The only real problems in the film are the moments in which the comedy doesn’t land. Unfortunately, it’s the more ostentatious (and dare I say more Feigian) humor that thuds lifelessly on screen, and unfortunately those moments are more memorable than the praiseworthy subtle humor that’s woven throughout. Still, the actors and the French pop music lift the film when the plot starts to flail, and it would be a mistake to let this curiosity slip into obscurity without giving it a watch.

-Mark “Boomer” Redmond

The Voices (2015)




Comedy is risky. If you fail to connect with your audience the time you spend together can be brutal. Just ask any stand-up who’s bombed a set. That disconnect between audience & performer can be even more punishing if the material is aggressive. To succeed, a horror comedy has to find humor in sadism & cruelty and it takes a well-balanced, lighthearted tone to pull that off properly. Curiously enough, The Voices fails even though it nails that balance. There’s a playful party vibe to the movie (complete with a conga line) that counteracts its homicidal maniac narrative very well, achieving the exact kind of tonal balance a horror comedy typically needs to succeed. That makes it all the more frustrating that I just didn’t find it funny and, by extension, didn’t enjoy the movie outside of an occasional chuckle.
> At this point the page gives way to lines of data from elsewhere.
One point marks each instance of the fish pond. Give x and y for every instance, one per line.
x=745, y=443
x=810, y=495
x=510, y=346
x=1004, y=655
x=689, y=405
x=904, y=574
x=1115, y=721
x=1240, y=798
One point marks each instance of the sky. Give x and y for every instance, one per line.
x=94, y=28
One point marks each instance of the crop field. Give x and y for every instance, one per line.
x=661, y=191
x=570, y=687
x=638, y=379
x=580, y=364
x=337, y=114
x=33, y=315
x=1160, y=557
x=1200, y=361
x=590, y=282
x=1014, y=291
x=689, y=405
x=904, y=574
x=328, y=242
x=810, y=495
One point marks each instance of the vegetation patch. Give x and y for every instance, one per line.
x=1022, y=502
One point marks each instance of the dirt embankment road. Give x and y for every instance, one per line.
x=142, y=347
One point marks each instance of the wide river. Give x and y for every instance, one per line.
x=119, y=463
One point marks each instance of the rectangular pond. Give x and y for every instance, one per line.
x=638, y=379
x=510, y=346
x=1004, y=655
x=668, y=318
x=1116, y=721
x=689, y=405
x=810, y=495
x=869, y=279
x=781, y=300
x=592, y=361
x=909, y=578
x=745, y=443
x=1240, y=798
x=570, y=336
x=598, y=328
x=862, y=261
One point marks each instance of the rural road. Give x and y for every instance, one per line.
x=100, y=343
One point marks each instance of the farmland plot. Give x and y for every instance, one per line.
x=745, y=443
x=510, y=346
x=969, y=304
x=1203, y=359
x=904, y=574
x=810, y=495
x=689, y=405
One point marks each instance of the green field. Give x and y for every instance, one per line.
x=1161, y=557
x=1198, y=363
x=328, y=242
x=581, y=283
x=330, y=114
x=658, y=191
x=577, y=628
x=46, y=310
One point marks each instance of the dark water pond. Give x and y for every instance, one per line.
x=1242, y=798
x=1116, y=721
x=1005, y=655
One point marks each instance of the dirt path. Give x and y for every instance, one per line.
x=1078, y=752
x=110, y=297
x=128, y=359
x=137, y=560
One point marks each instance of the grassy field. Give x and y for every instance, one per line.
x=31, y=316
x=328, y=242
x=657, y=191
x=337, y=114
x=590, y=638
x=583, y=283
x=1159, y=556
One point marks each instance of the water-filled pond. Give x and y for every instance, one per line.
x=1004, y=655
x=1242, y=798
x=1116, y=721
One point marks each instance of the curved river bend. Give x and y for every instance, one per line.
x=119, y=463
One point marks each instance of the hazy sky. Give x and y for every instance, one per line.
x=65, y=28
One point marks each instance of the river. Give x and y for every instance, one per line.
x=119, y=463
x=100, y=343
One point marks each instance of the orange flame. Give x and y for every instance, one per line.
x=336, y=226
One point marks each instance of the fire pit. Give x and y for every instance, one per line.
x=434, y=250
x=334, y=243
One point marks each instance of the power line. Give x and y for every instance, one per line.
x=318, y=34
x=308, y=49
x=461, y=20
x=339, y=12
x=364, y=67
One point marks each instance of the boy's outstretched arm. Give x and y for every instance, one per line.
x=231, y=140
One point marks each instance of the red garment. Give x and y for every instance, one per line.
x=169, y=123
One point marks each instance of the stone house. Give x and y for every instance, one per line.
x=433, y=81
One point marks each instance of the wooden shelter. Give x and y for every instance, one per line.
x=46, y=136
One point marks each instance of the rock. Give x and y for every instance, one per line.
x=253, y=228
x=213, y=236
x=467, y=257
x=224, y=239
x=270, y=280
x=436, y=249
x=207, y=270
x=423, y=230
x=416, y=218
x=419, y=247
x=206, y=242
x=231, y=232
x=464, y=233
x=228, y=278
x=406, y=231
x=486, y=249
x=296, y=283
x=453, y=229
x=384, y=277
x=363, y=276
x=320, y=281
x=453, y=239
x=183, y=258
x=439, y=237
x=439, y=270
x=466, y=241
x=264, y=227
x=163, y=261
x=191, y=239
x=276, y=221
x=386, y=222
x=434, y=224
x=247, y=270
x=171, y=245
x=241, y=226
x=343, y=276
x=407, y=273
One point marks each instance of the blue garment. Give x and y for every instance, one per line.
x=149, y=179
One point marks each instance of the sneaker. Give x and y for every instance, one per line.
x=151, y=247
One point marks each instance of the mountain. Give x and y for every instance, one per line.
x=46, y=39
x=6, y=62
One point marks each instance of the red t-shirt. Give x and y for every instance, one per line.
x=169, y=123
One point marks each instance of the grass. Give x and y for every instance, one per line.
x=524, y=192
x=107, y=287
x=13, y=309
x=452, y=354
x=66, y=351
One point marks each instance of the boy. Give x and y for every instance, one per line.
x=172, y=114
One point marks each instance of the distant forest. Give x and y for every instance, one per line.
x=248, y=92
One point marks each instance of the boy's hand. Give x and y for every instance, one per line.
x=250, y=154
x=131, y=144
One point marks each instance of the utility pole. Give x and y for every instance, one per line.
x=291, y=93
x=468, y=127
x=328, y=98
The main problem for me personally might just be an over-saturation of Ryan Reynolds. There is just so much Reynolds in the movie. He not only plays the central serial killer protagonist, but also provides the voices that the killer hears in his head, voices he attributes to his cat & dog. The idea of a talking cat & dog inspiring the crimes of a crazed killer sound like it could be played laughs rather well, but it just fails to reach anything approaching humor in The Voices. It’s not that I have anything particular against Ryan Reynolds in general. He has a natural smarm to his charisma that makes him an effective cad in films like Adventureland & Waiting, but whenever he’s supposed to be a likeable protagonist I fail to connect. That connection is made even more difficult here by the hurdles of him playing both a murderer of women and house cat with a Scottish accent. There’s some backstory to his killer protagonist’s childhood, which was plagued by an abusive father & a mother who also heard voices (attributed to angels instead of pets in her case), but it does little to make him likeable or his murderous antics amusing. Much of the film plays as if in Tucker & Dale Vs Evil Tucker & Dale turned out to be coldblooded, homicidal bullies but you were supposed to root for them anyway.

The English-language debut of Persepolis-director Marjane Satrapi, The Voices has so much going for it. Saptari provides the film a delicious living-cartoon setting, a playful atmosphere, and Disney-esque hallucinations that made the tonally similar (but much more amusing & less “on the nose”) Miss Meadows enjoyable, but here it’s all for naught. Even the adorably dorky charisma of Anna Kendrick couldn’t save the film from its core problem of being a failed comedy with an unlikeable ham protagonist. When comedies don’t work there’s just no way for an audience to enjoy themselves. I wish I could’ve laughed at the dialogue coming from Reynolds’ talking pets; I wanted to find them hilarious. Instead I was blankly staring at their stupid, little CGI mouths and hoping for the run time to be over quickly. I’m sure there are plenty of people who will be laughing right along with The Voices’ admirable brand of goofy, black humor, but it’ll be a total chore for whoever finds themselves watching in silence, unamused. Trust me.